The digital measurements were subtracted from the typodont measurements, and an absolute difference was obtained. The percentage change from the typodont was determined for each digital measurement, and the mean and standard deviation determined. The intra-arch data were analyzed with 2-way analysis of variance (ANOVA) to evaluate the effects of impression material (2 levels) and segmental measurement (3 levels) on percentage differences from the typodont for both arches (α = 0.05). The interarch data were analyzed with 2-way ANOVA to evaluate the effects of impression material (2 levels) and segmental measurement (8 levels) on the percentage differences from the typodont (α = 0.05). The Tukey post-hoc test was used to compare pairwise differences between mean values. Additionally, unpaired t tests were used per segmental measurement to compare the percentage differences between impression materials. The Bonferonni adjustment with an alpha level of 0.01 was applied as a multiple-comparison correction when several statistical tests were performed simultaneously.
The pilot study showed, with 1-way ANOVA, no statistically significant differences between the intra-arch measurements in any group ( P >0.05). Therefore, the alginate submission recommendations of OrthoProofUSA were followed for the main study.
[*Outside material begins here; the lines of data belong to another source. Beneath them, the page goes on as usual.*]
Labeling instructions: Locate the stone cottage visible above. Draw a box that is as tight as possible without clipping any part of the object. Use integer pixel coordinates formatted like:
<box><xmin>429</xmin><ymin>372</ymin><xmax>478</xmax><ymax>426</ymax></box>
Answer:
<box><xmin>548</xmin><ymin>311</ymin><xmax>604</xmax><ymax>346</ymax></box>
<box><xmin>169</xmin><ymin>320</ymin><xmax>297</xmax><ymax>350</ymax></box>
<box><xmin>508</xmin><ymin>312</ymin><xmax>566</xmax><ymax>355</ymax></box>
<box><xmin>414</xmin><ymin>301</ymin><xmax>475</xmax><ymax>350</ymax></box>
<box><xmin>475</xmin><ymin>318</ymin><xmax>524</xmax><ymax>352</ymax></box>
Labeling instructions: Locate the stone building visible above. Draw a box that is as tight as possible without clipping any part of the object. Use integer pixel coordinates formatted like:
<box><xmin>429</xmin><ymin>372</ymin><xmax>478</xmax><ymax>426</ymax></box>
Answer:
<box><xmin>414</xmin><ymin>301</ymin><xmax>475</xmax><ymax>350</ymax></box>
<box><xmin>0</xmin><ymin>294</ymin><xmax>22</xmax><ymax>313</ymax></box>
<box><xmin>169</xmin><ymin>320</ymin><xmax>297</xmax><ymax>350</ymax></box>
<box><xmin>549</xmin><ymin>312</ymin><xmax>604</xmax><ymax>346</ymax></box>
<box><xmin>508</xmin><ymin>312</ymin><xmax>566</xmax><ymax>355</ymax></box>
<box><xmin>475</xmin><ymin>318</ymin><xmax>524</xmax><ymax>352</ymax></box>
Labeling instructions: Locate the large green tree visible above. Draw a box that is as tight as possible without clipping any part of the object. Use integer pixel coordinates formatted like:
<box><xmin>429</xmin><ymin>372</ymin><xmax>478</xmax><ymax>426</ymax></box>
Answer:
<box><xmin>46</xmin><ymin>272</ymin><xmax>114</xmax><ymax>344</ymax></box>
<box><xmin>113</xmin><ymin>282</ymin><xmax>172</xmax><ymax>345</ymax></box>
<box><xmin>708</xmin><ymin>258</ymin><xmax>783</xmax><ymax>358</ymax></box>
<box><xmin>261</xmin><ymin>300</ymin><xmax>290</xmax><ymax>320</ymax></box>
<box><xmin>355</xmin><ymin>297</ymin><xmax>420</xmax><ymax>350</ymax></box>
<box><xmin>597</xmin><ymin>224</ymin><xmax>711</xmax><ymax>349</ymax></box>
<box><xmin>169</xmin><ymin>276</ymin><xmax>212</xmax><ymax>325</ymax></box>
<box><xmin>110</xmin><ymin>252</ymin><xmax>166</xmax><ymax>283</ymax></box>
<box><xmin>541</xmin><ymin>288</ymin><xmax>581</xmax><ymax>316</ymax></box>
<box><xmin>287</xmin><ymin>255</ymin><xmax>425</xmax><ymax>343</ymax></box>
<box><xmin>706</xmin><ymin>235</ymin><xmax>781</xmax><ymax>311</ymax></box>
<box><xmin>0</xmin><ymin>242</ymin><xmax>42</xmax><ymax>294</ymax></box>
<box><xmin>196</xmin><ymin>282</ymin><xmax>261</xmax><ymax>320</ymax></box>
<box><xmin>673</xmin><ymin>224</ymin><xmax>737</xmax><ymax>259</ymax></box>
Additionally, the primary investigator’s ability to record consistently accurate measurements using the digital calipers and DigiModel software was demonstrated by the extremely small variability of the repeated measurements.
Statistical analysis of the intra-arch measurements showed findings specific for each arch. For the maxillary intra-arch measurements, 2-way ANOVA found a significant difference in the percentage difference from the typodont based on impression material ( P <0.001) or segmental measurement ( P <0.001), but there was a significant interaction ( P <0.001). Unpaired t tests found no significant difference between the 2 impression materials for arch perimeter and intercanine measurements but showed a significant difference for intermolar measurements. For the intermolar measurements, the alginate material resulted in a significantly smaller percentage difference from the typodont than did the vinylpolysiloxane material ( Table I ). For the mandibular intra-arch measurements, 2-way ANOVA found no significant difference in the percentage difference from the typodont based on impression material ( P = 0.124) but a significant difference based on segmental measurement ( P <0.001), with no significant interaction ( P = 0.951) ( Table II ). For the interarch measurements, 2-way ANOVA found a significant difference in percentage difference from the typodont based on impression material ( P = 0.001) and segmental measurements ( P <0.001), but there was a significant interaction ( P <0.001). Unpaired t tests found no significant difference between the 2 impression materials except for the maxillary right canine to mandibular right canine and the maxillary left second molar to mandibular left second molar segmental measurements ( Table III ).